Coconut Shrimp with Mango Sauce

By

Cooking Light Gluten-Free Cookbook, Oxmoor House

2011

  • 4

Ingredients

  • 20 large shrimp (about 1 1/4 pounds)
  • 1/2 cup gluten-free panko-style breadcrumbs (such as Kinnikinnick)
  • 3/4 cup flaked sweetened coconut
  • 1 teaspoon garlic powder
  • 1/4 teaspoon salt
  • 2 large egg whites
  • Mango Sauce

Preparation

Step 1

1. Preheat oven to 425°.

2. Peel shrimp, leaving tails intact.
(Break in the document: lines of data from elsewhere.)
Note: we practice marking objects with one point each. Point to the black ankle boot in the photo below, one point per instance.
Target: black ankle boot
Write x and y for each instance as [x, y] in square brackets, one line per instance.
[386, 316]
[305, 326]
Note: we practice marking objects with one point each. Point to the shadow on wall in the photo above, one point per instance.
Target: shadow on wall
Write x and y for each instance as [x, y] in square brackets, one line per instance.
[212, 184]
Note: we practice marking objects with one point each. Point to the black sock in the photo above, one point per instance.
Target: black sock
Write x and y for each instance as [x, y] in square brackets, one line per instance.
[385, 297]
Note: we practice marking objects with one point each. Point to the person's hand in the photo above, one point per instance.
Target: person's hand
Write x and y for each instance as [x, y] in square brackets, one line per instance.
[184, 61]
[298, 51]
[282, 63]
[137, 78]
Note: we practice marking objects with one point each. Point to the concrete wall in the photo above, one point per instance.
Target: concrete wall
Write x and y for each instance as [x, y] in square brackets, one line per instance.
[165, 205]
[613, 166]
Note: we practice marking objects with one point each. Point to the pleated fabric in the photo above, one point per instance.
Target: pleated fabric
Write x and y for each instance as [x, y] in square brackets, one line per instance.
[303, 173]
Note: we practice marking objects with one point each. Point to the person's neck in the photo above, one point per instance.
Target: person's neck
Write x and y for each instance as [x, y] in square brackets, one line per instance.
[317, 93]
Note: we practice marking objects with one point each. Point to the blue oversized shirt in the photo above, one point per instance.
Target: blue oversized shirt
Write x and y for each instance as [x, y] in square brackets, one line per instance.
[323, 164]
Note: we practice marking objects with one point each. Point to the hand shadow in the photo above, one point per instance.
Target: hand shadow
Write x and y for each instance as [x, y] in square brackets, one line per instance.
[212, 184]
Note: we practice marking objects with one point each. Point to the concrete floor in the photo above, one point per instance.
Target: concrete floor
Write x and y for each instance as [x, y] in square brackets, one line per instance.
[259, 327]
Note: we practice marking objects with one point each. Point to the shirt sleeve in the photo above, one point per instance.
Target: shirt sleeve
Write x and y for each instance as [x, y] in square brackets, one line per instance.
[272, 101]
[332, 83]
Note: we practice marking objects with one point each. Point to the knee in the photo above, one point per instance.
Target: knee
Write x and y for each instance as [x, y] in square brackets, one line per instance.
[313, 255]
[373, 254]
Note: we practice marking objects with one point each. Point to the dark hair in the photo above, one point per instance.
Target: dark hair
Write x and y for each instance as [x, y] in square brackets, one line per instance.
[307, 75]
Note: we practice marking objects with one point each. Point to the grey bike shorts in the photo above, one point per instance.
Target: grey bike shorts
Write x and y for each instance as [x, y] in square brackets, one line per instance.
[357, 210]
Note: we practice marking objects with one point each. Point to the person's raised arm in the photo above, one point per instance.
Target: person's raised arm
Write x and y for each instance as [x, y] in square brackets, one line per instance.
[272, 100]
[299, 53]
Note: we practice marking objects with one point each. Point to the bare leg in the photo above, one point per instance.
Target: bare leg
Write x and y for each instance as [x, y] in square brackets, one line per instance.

Starting at tail end, butterfly each shrimp, cutting to, but not through, backside of shrimp.

3. Combine breadcrumbs and next 3 ingredients in a shallow bowl. Beat egg whites with a whisk until foamy in a separate bowl. Add half of shrimp to egg whites, tossing to coat. Dredge shrimp in coconut mixture, pressing gently to adhere. Place shrimp on a parchment paper–lined baking sheet. Repeat procedure with remaining shrimp, egg whites, and coconut mixture.

4. Bake at 425° for 6 minutes. Using tongs, grasp shrimp by tails and turn over. Bake an additional 6 minutes or until golden brown. Serve shrimp with Mango Sauce.